As he said this, Athos pressed D'Artagnan's hand between both his own.
Raoul fancied he observed in this pressure something beyond the sense his
mere words conveyed.

"Yes," replied the musketeer, smoothing his mustache with the hand that
Athos had left free, "yes, I have come too."

"You are most welcome, chevalier; not for the consolation you bring with
you, but on your own account. I am already consoled," said Raoul; and he
attempted to smile, but the effort was more sad than any tears D'Artagnan
had ever seen shed.

"That is all well and good, then," said D'Artagnan.

"Only," continued Raoul, "you have arrived just as the comte was about to
give me the details of his interview with the king. You will allow the
comte to continue?" added the young man, as, with his eyes fixed on the
musketeer, he seemed to read the very depths of his heart.

"His interview with the king?" said D'Artagnan, in a tone so natural and
unassumed that there was no means of suspecting that his astonishment was
feigned. "You have seen the king, then, Athos?"

Athos smiled as he said, "Yes, I have seen him."

"Ah, indeed; you were unaware, then, that the comte had seen his
majesty?" inquired Raoul, half reassured.

"Yes, indeed, quite so."

"In that case, I am less uneasy," said Raoul.

"Uneasy - and about what?" inquired Athos.

"Forgive me, monsieur," said Raoul, "but knowing so well the regard and
affection you have for me, I was afraid you might possibly have expressed
somewhat plainly to his majesty my own sufferings and your indignation,
and that the king had consequently - "

"And that the king had consequently?" repeated D'Artagnan; "well, go on,
finish what you were going to say."

"I have now to ask you to forgive me, Monsieur d'Artagnan," said Raoul.
"For a moment, and I cannot help confessing it, I trembled lest you had
come here, not as M. d'Artagnan, but as captain of the musketeers."

"You are mad, my poor boy," cried D'Artagnan, with a burst of laughter,
in which an exact observer might perhaps have wished to have heard a
little more frankness.

"So much the better," said Raoul.

"Yes, mad; and do you know what I would advise you to do?"

"Tell me, monsieur, for the advice is sure to be good, as it comes from
you."

"Very good, then; I advise you, after your long journey from England,
after your visit to M. de Guiche, after your visit to Madame, after your
visit to Porthos, after your journey to Vincennes, I advise you, I say,
to take a few hours' rest; go and lie down, sleep for a dozen hours, and
when you wake up, go and ride one of my horses until you have tired him
to death."

And drawing Raoul towards him, he embraced him as he would have done his
own child.

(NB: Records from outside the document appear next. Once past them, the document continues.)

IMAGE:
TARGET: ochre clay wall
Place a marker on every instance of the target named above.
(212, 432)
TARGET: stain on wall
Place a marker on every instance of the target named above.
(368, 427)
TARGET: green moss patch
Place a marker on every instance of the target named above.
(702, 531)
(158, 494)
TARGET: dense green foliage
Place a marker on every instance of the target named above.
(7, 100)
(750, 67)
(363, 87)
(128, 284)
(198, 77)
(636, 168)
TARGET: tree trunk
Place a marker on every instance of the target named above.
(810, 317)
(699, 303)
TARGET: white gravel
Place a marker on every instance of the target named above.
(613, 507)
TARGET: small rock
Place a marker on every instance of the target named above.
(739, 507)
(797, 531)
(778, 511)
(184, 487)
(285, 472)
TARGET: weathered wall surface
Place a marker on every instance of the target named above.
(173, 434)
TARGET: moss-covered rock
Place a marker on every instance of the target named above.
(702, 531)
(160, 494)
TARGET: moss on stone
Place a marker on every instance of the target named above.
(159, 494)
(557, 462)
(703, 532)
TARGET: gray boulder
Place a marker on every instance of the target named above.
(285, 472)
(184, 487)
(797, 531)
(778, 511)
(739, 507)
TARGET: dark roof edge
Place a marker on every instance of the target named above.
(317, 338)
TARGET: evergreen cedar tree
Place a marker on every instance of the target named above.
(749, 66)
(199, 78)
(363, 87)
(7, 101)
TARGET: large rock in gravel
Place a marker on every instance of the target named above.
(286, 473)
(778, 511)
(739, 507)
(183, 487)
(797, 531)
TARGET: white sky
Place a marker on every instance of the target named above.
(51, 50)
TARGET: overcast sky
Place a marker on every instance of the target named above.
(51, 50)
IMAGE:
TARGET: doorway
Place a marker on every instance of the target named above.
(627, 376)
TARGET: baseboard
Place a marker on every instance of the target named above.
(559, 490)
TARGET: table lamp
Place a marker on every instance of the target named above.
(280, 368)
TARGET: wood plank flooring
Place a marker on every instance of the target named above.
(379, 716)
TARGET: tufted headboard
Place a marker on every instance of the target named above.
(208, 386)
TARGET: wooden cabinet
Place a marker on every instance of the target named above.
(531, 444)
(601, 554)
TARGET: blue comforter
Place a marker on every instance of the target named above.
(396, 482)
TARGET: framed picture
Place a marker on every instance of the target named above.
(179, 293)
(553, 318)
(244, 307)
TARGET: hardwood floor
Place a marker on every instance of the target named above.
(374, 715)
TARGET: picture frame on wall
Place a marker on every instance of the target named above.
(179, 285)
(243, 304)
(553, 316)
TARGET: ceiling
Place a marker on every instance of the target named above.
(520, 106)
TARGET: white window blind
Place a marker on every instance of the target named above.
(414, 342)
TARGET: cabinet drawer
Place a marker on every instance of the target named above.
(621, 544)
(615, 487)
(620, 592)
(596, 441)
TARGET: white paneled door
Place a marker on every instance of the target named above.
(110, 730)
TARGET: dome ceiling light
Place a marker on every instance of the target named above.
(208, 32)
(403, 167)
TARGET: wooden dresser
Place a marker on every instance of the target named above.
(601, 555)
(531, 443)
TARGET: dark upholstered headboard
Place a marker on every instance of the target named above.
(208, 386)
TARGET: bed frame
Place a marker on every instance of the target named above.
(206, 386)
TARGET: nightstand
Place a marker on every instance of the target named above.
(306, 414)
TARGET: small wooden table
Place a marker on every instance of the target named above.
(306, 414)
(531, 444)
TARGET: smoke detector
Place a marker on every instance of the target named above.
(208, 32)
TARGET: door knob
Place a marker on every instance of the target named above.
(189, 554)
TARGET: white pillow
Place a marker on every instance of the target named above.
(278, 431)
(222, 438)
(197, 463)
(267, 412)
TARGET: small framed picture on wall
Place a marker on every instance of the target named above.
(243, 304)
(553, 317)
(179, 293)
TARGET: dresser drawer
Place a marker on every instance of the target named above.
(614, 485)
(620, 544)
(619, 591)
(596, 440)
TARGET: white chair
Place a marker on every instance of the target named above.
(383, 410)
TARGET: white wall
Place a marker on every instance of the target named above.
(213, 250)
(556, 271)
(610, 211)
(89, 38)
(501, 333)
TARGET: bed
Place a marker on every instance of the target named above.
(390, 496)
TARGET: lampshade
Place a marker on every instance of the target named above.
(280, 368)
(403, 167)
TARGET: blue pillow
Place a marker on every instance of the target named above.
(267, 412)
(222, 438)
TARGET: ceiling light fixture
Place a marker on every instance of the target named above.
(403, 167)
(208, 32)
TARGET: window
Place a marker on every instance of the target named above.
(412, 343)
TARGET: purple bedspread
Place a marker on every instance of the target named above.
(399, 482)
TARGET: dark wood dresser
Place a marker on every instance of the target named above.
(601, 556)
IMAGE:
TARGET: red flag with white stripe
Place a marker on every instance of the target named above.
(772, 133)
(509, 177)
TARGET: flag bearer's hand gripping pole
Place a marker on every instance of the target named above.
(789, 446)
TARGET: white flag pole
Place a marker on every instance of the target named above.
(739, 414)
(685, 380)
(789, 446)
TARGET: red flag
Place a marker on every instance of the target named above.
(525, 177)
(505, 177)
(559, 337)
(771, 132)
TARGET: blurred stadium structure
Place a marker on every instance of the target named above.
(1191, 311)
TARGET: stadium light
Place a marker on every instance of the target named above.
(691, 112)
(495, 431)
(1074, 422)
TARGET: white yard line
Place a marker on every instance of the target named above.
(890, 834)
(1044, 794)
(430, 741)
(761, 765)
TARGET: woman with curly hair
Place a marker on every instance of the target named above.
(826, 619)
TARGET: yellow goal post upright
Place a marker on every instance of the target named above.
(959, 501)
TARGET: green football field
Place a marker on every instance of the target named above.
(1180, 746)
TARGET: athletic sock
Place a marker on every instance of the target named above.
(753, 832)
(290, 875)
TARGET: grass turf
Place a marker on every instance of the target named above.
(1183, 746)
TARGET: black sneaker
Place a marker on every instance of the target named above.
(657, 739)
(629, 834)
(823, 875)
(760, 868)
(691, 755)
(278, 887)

Athos did the like; only it was very visible that the kiss
was still more affectionate, and the pressure of his lips even warmer
with the father than with the friend. The young man again looked at both
his companions, endeavoring to penetrate their real meaning or their real
feelings with the utmost strength of his intelligence; but his look was
powerless upon the smiling countenance of the musketeer or upon the calm
and composed features of the Comte de la Fere. "Where are you going,
Raoul?" inquired the latter, seeing that Bragelonne was preparing to go
out.

"To my own apartments," replied the latter, in his soft, sad voice.

"We shall be sure to find you there, then, if we should have anything to
say to you?"

"Yes, monsieur; but do you suppose it likely you will have something to
say to me?"

"How can I tell?" said Athos.

"Yes, something fresh to console you with," said D'Artagnan, pushing him
towards the door.

Raoul, observing the perfect composure which marked every gesture of his
two friends, quitted the comte's room, carrying away with him nothing but
the individual feeling of his own particular distress.

"Thank Heaven," he said, "since that is the case, I need only think of
myself."

And wrapping himself up in his cloak, in order to conceal from the
passers-by in the streets his gloomy and sorrowful face, he quitted them,
for the purpose of returning to his own rooms, as he had promised
Porthos. The two friends watched the young man as he walked away with a
feeling of genuine disinterested pity; only each expressed it in a
different way.

"Poor Raoul!" said Athos, sighing deeply.

"Poor Raoul!" said D'Artagnan, shrugging his shoulders.